The chaos that LePage sowed ensured that almost any successor would have been an improvement.

Gov. Janet Mills has not just met this admittedly low bar, but has provided the brave, compassionate leadership that Maine people deserve. In the past three years, Augusta has once again become a place where Republicans, Democrats, and independents can come together without worrying that the governor will derail compromise.

As a result, legislators have scored some big, bipartisan victories for Maine people, including legislation to fight climate change, alleviate the housing crunch, and help the state’s economy recover from COVID-19. And instead of having protracted fights over the budget, Mills has now signed two bipartisan  budgets into law.

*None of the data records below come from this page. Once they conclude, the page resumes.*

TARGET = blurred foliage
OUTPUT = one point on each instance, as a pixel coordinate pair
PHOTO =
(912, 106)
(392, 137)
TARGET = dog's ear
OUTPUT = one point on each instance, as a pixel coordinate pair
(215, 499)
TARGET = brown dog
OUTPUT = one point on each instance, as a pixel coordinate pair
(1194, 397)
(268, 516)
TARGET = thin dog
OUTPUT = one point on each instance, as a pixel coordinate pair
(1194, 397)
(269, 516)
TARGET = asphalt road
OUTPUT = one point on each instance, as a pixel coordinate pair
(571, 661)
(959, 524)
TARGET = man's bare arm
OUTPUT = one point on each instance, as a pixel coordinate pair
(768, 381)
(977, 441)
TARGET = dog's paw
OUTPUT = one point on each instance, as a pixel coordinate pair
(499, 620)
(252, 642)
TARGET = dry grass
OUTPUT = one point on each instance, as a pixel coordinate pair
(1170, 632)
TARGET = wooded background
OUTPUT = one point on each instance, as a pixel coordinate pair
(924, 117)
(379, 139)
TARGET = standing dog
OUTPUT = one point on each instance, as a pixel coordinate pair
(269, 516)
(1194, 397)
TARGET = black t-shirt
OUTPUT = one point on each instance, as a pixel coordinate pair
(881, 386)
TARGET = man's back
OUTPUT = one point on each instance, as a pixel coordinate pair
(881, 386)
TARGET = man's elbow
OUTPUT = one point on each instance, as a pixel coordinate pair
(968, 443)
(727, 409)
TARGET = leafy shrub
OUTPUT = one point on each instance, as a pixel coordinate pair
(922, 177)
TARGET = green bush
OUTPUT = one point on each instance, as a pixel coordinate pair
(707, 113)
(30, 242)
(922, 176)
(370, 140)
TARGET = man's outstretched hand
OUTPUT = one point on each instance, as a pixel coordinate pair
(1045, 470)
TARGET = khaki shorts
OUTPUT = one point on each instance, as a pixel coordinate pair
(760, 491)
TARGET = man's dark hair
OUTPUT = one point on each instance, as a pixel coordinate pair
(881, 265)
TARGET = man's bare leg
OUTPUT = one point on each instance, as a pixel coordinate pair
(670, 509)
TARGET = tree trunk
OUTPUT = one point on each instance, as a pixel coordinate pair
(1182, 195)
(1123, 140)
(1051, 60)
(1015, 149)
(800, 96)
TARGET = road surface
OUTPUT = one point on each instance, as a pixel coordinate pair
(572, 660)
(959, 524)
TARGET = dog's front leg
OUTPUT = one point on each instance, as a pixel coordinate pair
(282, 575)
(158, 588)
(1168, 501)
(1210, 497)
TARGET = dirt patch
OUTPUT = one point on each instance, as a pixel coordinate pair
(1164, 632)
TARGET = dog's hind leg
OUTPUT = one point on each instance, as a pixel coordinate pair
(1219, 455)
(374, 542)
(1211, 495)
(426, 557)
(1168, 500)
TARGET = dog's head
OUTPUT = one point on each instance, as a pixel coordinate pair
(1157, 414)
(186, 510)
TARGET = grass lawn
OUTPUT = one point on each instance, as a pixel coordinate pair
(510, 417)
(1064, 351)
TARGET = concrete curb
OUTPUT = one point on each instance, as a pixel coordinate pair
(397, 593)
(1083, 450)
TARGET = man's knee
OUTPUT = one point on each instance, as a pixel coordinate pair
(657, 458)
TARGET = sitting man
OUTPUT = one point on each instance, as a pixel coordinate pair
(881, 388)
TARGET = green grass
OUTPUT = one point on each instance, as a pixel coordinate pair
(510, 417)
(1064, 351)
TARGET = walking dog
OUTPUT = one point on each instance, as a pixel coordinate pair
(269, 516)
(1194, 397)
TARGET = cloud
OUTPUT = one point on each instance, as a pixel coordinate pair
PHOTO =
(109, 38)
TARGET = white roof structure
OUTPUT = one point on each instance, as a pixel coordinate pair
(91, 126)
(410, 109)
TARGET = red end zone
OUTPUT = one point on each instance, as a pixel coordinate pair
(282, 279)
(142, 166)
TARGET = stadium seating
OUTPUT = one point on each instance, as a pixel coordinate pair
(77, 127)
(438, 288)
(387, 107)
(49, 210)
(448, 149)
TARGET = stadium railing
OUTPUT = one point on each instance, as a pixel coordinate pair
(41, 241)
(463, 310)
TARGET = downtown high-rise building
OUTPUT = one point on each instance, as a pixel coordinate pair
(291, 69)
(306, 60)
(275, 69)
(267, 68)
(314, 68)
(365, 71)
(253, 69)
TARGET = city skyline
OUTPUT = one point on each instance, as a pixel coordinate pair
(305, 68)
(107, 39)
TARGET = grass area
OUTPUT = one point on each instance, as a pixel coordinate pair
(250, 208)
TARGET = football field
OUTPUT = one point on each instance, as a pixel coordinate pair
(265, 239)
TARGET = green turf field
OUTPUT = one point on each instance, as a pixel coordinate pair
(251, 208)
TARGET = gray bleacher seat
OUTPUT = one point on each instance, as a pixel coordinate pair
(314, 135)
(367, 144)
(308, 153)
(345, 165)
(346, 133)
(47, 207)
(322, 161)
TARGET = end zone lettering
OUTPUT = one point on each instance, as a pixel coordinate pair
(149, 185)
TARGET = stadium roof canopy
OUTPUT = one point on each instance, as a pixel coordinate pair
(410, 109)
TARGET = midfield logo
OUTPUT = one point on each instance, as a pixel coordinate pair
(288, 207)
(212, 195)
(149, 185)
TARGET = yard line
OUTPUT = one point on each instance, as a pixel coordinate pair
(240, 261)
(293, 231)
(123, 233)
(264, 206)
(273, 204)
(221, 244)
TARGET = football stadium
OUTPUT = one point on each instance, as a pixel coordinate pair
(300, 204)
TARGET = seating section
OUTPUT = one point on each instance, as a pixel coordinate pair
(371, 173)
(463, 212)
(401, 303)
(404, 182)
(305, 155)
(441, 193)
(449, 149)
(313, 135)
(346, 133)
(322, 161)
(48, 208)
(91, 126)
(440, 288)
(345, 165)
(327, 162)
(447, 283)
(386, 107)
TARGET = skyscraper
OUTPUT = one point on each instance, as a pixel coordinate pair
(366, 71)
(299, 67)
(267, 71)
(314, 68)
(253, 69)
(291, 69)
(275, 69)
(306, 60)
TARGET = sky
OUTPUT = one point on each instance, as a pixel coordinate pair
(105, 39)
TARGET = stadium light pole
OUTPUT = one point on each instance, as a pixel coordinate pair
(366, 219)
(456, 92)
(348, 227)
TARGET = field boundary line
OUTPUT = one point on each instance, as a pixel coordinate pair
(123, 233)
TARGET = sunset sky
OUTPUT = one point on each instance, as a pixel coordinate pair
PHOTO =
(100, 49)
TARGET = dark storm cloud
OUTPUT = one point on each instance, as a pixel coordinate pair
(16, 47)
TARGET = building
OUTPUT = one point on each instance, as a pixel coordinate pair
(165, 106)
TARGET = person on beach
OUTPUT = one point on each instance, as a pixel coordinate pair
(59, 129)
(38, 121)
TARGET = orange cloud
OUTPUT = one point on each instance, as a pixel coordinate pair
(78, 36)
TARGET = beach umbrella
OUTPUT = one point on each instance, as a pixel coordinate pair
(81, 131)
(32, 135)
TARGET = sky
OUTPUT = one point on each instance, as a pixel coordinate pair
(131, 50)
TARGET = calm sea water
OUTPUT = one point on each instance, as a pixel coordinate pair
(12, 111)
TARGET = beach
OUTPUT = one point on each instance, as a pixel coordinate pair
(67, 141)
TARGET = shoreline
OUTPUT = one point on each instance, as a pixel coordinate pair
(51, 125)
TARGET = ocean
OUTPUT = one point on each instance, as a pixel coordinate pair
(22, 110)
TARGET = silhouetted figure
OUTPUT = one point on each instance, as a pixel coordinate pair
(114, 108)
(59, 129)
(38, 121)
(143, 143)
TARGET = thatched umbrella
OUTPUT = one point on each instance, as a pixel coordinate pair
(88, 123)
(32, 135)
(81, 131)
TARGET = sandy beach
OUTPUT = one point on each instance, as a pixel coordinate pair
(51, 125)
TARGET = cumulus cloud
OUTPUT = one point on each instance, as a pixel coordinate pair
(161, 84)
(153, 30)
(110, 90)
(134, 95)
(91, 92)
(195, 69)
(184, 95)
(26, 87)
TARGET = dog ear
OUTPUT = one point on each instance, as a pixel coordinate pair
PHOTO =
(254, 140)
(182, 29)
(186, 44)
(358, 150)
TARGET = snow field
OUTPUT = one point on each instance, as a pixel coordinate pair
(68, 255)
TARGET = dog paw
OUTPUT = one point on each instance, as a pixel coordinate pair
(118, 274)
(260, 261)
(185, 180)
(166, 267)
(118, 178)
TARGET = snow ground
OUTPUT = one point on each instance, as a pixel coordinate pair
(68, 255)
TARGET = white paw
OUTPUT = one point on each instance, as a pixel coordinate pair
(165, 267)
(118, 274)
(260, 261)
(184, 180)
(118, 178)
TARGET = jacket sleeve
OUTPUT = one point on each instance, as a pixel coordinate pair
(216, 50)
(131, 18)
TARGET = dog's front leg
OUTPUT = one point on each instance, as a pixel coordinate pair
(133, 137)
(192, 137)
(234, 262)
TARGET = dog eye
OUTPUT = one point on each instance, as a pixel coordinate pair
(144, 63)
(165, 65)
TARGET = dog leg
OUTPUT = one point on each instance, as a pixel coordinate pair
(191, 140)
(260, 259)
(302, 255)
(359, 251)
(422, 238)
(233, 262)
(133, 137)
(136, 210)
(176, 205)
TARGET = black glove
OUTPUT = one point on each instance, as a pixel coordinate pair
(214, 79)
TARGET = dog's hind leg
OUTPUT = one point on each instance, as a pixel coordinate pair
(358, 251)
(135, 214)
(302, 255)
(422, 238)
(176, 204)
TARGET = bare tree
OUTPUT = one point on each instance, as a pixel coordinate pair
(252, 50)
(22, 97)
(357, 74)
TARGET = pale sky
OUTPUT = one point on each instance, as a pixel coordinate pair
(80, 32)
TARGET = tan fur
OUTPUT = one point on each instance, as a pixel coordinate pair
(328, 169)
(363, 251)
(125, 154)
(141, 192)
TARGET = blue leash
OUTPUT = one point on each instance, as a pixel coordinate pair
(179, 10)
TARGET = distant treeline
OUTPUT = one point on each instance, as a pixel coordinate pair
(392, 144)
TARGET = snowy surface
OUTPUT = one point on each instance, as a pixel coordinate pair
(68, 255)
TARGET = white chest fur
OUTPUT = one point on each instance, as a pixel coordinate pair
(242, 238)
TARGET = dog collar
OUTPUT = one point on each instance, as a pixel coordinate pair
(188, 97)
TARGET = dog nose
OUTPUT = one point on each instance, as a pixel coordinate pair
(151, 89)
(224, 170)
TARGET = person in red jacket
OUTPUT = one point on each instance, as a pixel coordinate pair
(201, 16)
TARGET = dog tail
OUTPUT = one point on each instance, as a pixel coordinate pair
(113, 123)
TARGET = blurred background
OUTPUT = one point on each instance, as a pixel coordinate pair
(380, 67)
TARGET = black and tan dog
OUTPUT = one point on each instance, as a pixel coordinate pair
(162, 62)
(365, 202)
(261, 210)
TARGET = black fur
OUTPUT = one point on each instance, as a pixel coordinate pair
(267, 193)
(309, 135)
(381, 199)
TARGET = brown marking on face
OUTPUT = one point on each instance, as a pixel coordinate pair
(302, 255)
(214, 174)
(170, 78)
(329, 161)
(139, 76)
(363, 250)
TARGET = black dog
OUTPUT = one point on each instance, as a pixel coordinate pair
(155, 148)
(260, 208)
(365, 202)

Unfortunately, LePage’s attempts to gum up the works and bog Maine down in partisan bickering aren’t quite over. This year he’s campaigning to take back his old office, and already he’s using smear tactics against Mills and fighting with members of both parties over bipartisan policies. There’s no doubt that if he wins, he’ll pull Maine backward to the chaos and dysfunction that caused the government shutdown of 2017. We can’t let that happen.